Beauty's downfall 2003-06-04 4:31 p.m.


It's a beautiful day.

I woke up unable to function as a human might... I made it to the shower and I was so dizzy I leaned the whole way through... my head spinning whirlwind... the yellow happy faces on my towel nearly making me puke.

I sat on Blair's side naked and debating if I could fight, if only for today... could I do it? I couldn't.

The worst... I can't tell you what I am sick with. I just don't work. I can't bend 90 degrees at my waist... I can't put one foot in front of the other without tipping over. I am sloth in a girl's skin...

I am noticing that every voluntary function is work lately. It's difficult to live that way, with my mind CONSTANTLY needing to give direction. Even now I find I need to tell my fingers exactly where to tap or they'll tap any which way they please.
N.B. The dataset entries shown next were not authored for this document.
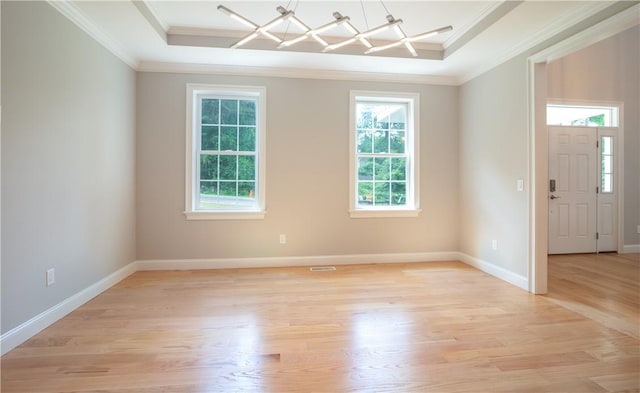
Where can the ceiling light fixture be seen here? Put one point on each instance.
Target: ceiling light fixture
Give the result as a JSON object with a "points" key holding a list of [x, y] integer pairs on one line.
{"points": [[307, 32]]}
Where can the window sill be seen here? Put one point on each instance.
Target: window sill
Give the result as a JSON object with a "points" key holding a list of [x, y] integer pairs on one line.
{"points": [[225, 215], [385, 213]]}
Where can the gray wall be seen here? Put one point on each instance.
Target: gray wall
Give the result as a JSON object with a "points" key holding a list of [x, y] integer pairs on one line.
{"points": [[494, 146], [307, 175], [608, 71], [493, 156], [68, 164]]}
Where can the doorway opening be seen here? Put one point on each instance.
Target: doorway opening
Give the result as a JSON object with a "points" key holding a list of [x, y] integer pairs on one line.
{"points": [[583, 178]]}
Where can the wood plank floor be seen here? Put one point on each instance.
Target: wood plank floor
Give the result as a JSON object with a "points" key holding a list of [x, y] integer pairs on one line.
{"points": [[604, 287], [427, 327]]}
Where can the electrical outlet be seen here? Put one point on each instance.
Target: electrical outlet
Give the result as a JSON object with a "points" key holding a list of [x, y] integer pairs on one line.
{"points": [[51, 277]]}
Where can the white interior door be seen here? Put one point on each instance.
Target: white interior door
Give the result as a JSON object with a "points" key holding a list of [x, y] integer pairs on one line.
{"points": [[573, 177]]}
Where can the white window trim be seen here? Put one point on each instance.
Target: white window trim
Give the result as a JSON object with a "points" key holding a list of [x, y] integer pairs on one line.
{"points": [[413, 143], [193, 90]]}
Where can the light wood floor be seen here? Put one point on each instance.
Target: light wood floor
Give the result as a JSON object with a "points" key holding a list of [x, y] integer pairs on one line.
{"points": [[431, 327], [604, 287]]}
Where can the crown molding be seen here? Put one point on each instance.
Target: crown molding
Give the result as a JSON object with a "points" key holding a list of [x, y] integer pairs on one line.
{"points": [[71, 12], [556, 28], [296, 73]]}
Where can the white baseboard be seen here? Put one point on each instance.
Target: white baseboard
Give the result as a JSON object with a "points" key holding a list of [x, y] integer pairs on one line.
{"points": [[230, 263], [30, 328], [496, 271]]}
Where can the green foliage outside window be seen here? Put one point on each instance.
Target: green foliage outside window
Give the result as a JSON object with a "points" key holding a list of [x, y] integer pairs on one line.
{"points": [[228, 148], [381, 160]]}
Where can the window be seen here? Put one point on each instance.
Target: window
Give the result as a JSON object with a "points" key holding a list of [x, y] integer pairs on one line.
{"points": [[384, 154], [225, 152], [582, 115], [606, 164]]}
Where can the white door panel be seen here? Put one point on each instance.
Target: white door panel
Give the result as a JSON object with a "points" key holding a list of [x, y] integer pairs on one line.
{"points": [[581, 219], [573, 204]]}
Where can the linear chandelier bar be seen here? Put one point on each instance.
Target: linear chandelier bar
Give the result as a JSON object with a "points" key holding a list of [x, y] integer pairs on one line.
{"points": [[308, 32]]}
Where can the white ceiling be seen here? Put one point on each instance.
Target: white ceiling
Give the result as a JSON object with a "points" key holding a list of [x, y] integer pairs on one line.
{"points": [[173, 35]]}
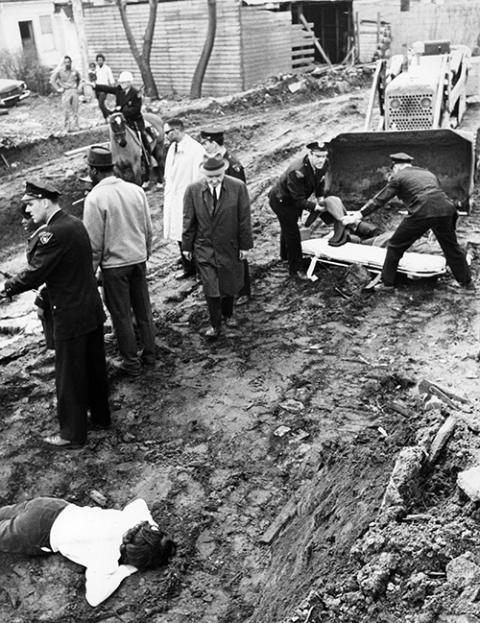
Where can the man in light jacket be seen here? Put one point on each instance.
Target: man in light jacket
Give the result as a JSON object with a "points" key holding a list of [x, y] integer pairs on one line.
{"points": [[182, 167], [118, 222]]}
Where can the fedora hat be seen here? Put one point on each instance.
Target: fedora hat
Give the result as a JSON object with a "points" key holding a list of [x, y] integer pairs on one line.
{"points": [[99, 157], [213, 165]]}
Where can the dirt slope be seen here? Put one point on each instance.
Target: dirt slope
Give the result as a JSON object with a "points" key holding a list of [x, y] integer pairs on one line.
{"points": [[294, 412]]}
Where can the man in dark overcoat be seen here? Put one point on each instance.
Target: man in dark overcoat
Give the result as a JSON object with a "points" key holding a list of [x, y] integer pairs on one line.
{"points": [[213, 139], [428, 208], [62, 259], [217, 232]]}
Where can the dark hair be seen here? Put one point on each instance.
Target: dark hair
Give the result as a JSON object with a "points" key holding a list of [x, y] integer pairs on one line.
{"points": [[146, 547], [175, 122]]}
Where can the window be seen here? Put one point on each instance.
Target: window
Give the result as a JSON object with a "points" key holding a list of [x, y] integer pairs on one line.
{"points": [[46, 27]]}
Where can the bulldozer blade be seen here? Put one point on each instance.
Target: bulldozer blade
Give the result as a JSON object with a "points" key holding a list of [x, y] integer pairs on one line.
{"points": [[360, 162]]}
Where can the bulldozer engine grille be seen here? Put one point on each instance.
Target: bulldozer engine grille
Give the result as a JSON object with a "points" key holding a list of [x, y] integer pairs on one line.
{"points": [[410, 112]]}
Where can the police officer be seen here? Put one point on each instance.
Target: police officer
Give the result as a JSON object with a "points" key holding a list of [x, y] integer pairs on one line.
{"points": [[129, 101], [62, 259], [291, 194], [428, 207], [213, 139]]}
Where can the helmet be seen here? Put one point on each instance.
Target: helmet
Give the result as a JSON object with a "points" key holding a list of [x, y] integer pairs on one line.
{"points": [[125, 76]]}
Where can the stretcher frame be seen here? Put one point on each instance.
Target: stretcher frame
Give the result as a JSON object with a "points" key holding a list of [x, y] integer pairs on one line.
{"points": [[413, 265]]}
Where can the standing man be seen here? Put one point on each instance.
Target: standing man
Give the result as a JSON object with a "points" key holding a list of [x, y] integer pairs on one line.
{"points": [[291, 194], [429, 208], [182, 167], [103, 77], [66, 80], [213, 140], [118, 222], [217, 232], [62, 259]]}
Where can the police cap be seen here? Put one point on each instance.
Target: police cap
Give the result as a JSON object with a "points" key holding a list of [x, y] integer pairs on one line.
{"points": [[401, 157], [40, 190], [213, 134], [316, 146]]}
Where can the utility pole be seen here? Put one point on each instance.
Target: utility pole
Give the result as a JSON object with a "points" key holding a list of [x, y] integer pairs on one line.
{"points": [[82, 37]]}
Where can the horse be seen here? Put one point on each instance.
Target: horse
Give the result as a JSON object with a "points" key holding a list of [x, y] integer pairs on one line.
{"points": [[126, 149]]}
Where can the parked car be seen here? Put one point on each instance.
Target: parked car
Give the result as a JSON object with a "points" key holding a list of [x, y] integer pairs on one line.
{"points": [[12, 91]]}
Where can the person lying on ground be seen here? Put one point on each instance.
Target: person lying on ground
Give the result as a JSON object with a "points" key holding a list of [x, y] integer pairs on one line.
{"points": [[111, 544], [429, 207]]}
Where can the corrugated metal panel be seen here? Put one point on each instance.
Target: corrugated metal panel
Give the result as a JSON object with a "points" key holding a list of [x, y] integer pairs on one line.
{"points": [[266, 44], [178, 40]]}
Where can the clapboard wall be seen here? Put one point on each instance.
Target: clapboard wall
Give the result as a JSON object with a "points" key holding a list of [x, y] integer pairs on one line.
{"points": [[250, 44], [455, 20]]}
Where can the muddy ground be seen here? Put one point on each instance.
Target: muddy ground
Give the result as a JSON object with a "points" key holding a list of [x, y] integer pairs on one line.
{"points": [[266, 454]]}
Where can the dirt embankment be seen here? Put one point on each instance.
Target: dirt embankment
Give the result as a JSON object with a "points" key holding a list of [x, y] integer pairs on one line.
{"points": [[268, 453]]}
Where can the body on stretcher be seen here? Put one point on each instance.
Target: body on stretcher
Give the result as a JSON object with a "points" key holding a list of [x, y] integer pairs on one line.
{"points": [[414, 265]]}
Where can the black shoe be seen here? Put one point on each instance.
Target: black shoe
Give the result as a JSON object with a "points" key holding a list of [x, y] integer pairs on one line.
{"points": [[97, 426], [300, 275], [181, 276], [212, 334]]}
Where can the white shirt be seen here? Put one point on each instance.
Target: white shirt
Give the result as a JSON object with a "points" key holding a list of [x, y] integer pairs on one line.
{"points": [[104, 75], [91, 537]]}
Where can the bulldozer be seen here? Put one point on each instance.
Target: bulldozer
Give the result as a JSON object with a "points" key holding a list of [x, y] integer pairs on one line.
{"points": [[421, 101]]}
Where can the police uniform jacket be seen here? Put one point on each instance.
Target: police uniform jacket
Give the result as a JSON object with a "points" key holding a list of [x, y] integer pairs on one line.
{"points": [[235, 168], [216, 235], [129, 102], [298, 183], [420, 191], [61, 258]]}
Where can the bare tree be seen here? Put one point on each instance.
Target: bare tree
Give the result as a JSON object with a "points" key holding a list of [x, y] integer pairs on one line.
{"points": [[199, 74], [142, 58]]}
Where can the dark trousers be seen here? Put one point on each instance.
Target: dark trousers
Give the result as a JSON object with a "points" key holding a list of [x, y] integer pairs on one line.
{"points": [[410, 230], [25, 527], [81, 382], [188, 266], [246, 288], [218, 307], [101, 97], [125, 290], [290, 242]]}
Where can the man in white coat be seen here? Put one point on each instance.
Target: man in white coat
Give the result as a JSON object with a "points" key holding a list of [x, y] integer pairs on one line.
{"points": [[182, 168]]}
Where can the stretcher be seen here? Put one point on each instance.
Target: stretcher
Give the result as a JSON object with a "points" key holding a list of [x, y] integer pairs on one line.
{"points": [[414, 265]]}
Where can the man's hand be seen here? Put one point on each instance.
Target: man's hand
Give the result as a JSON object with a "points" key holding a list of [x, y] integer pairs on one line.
{"points": [[352, 218], [320, 207]]}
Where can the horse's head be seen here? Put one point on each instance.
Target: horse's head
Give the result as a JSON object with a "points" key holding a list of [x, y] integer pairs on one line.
{"points": [[118, 128]]}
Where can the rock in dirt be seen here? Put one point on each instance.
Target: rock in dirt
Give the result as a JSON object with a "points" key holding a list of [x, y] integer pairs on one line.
{"points": [[374, 576], [469, 483], [463, 571], [404, 476]]}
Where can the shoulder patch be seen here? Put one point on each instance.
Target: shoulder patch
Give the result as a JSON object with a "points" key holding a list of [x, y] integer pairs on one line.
{"points": [[45, 237]]}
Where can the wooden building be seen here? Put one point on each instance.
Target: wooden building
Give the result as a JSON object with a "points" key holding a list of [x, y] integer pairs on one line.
{"points": [[251, 44]]}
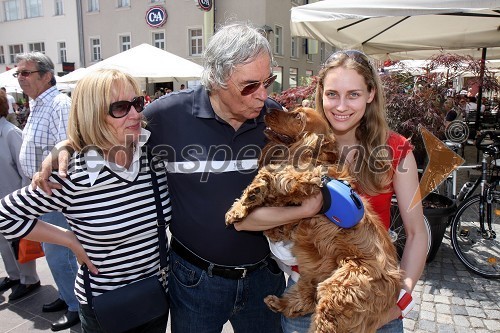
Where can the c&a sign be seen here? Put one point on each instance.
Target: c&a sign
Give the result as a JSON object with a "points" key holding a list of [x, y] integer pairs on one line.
{"points": [[156, 16]]}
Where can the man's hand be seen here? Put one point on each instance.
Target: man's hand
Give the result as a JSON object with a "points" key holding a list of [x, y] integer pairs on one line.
{"points": [[57, 160], [81, 255]]}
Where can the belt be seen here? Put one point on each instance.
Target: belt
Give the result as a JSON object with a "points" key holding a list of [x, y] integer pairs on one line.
{"points": [[229, 272]]}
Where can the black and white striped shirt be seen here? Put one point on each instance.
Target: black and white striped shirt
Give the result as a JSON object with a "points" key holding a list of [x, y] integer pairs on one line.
{"points": [[111, 212]]}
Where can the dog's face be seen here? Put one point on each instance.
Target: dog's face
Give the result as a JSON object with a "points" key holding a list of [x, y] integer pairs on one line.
{"points": [[287, 127]]}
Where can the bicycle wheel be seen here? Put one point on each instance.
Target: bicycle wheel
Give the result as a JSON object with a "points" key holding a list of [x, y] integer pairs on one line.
{"points": [[480, 255], [398, 234]]}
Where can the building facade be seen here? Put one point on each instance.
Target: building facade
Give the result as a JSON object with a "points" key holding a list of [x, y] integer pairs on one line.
{"points": [[80, 33]]}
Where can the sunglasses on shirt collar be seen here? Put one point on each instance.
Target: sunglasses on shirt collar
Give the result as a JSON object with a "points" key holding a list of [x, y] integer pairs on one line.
{"points": [[121, 108]]}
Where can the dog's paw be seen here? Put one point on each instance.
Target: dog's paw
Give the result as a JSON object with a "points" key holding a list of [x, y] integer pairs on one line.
{"points": [[256, 193], [273, 303], [237, 213]]}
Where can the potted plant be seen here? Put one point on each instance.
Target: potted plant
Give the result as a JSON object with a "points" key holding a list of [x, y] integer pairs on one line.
{"points": [[417, 100]]}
It's unnatural for me, and maybe unexplanable.... but hardest is that I find myself giving up... being tired. I can't fight fairly so why fight at all?

I am sure I have plently of reasons and I am sure that if I haven't someone will lay a hundred down for me, but no reason in this world seems solid enough to convince me.

My head aches like a derailed train spilling chemical inside my brain. Fuses burning.... a light show not to miss I am sure, but I wish I could.

Haven't I done enough for this to be the end?